The innovative dashboard is regularly updated both manually and automatically with data that comes from health authorities and governments from around the world. Associate Professor of Civil Engineering Lauren Gardner, and two of her PHD students, Ensheng Dong, Hongru Du, developed the database to assist with tracking and tackling the current outbreak.
The dashboard, which shows all confirmed cases of COVID-19, as well as associated deaths and recoveries, was first made publicly available on 22 January 2020.
— Lauren Gardner (@TexasDownUnder) January 22, 2020
The interactive database also shows information broken down by country and region, in China’s case also by province and by city for the US, Canada and Australia. There have been 3,286 deaths attributed to COVID-19 (including 2,902 in Hubei Mainland China, 107 deaths in Italy and 92 deaths in Iran) and 53,423 cases of people recovering from the virus (including 52,182 in China overral, 276 in Italy, and 552 in Iran), according to the latest figures at the time of publishing.
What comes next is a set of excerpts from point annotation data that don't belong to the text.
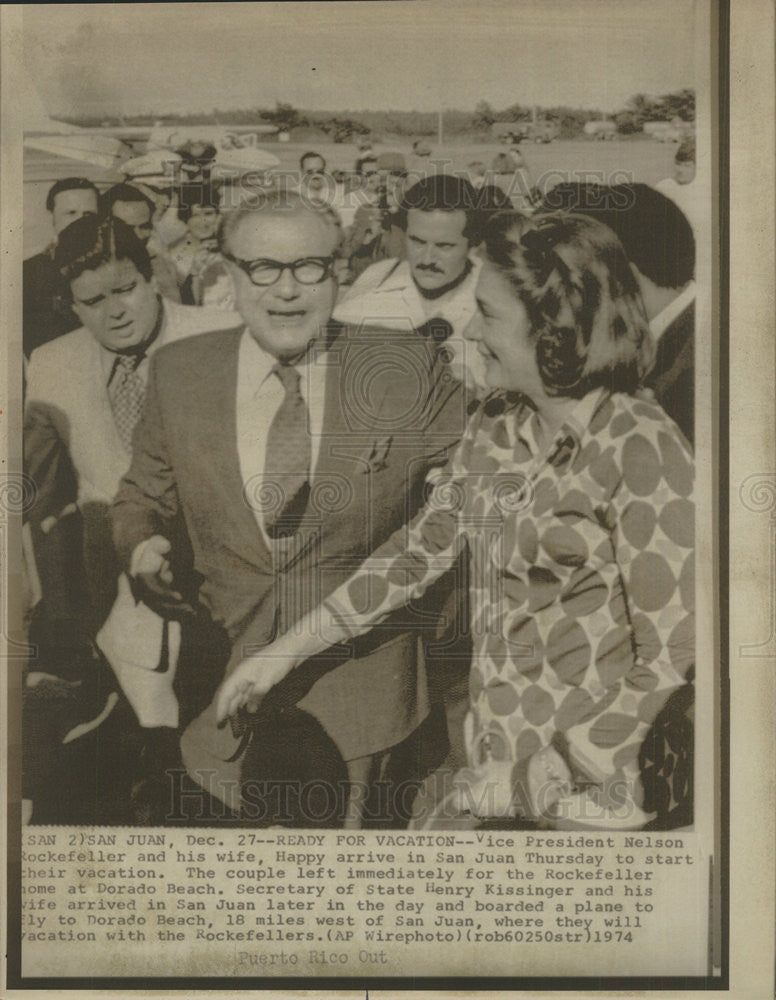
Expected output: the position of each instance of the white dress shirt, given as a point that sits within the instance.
(386, 295)
(259, 395)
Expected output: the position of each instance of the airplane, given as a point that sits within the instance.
(235, 147)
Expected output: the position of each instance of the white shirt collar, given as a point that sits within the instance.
(660, 323)
(256, 364)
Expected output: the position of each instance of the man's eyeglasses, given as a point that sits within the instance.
(262, 272)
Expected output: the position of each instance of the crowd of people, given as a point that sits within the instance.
(361, 502)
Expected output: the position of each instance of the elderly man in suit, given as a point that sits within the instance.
(292, 448)
(84, 395)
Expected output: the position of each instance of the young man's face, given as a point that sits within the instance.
(116, 304)
(437, 250)
(71, 205)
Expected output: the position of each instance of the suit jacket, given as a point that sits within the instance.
(43, 318)
(68, 413)
(673, 376)
(385, 425)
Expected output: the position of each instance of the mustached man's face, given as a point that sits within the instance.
(437, 250)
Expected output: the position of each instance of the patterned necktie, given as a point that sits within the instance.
(127, 392)
(287, 460)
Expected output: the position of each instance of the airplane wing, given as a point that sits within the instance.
(103, 151)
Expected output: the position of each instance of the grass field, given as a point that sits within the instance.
(637, 159)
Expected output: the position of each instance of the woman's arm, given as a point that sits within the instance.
(396, 573)
(652, 512)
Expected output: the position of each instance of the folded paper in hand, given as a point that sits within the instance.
(142, 649)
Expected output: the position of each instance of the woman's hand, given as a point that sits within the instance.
(486, 791)
(252, 679)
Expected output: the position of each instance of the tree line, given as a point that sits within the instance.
(346, 126)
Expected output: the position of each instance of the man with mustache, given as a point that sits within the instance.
(436, 281)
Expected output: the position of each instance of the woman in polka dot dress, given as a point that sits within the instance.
(572, 491)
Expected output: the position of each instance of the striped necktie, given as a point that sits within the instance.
(287, 459)
(127, 392)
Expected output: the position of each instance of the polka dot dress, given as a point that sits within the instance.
(581, 575)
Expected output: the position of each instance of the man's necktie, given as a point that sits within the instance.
(287, 459)
(127, 391)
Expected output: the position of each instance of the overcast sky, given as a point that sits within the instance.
(377, 54)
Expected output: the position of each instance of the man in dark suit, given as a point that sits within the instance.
(292, 448)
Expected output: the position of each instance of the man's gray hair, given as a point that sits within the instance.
(278, 201)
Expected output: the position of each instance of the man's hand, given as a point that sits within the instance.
(152, 580)
(252, 680)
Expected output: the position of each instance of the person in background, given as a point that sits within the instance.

This would mean that, if all of the data is accurate, the COVID-19 has been shown to have a fatality rate of approximately 3.43%. With more than half (55.80%) of all known cases resulting in people recovering from the illness thus far. The outcome for 39,039 (40.77%) of the confirmed cases are as of yet unknown. But if the data of the recoveries seen to this point is anything to go by then a large percentage of these people should ultimately be given the all clear.
The dashboard is hosted by Johns Hopkins University’s Center for Systems Science and Engineering (CSSE), where Gardner, Dong and Du teach, work and study. In an article published with the British medical journal the Lancet, the three experts say that, “given the popularity and impact of the dashboard to date, we plan to continue hosting and managing the tool throughout the entirety of the COVID-19 outbreak and to build out its capabilities”.
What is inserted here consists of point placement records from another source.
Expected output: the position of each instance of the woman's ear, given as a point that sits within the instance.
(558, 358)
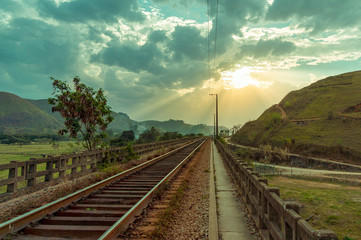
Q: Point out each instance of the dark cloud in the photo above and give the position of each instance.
(161, 61)
(85, 10)
(265, 48)
(233, 15)
(32, 48)
(133, 57)
(318, 15)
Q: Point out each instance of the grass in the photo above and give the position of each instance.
(333, 206)
(324, 99)
(25, 152)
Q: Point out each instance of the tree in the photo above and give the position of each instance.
(84, 110)
(151, 135)
(125, 137)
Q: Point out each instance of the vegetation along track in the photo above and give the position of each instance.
(102, 210)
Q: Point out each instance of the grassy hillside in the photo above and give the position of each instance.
(179, 126)
(17, 115)
(323, 119)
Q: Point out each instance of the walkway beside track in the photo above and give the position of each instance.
(232, 223)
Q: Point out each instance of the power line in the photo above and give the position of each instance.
(215, 37)
(209, 54)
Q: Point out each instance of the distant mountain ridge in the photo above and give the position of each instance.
(28, 116)
(322, 117)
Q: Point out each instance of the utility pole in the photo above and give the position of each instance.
(215, 94)
(214, 125)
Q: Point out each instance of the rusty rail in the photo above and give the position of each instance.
(67, 166)
(18, 223)
(123, 223)
(275, 218)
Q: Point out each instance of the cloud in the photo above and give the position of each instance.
(47, 50)
(318, 15)
(133, 57)
(92, 10)
(188, 43)
(262, 48)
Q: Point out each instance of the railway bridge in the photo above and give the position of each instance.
(236, 202)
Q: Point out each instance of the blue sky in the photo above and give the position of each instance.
(151, 56)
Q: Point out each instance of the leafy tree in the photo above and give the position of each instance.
(151, 135)
(125, 137)
(84, 110)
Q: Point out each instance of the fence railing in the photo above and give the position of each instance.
(275, 218)
(28, 176)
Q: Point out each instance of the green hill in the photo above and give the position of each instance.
(323, 119)
(27, 116)
(179, 126)
(18, 116)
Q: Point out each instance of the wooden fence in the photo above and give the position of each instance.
(275, 218)
(28, 176)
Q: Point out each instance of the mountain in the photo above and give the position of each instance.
(18, 116)
(178, 126)
(323, 116)
(27, 116)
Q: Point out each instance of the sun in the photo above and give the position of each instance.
(241, 78)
The team at CSSE will also seek to create a “standing tool” which can be used to report on future outbreaks. “We believe our efforts are crucial to help inform modelling efforts and control measures during the earliest stages of the outbreak”, they write. The authors also say that this project has been so successful that, “with the exception of Australia, Hong Kong, and Italy, the CSSE at Johns Hopkins University has reported newly infected countries ahead of [the World Health Organization]”.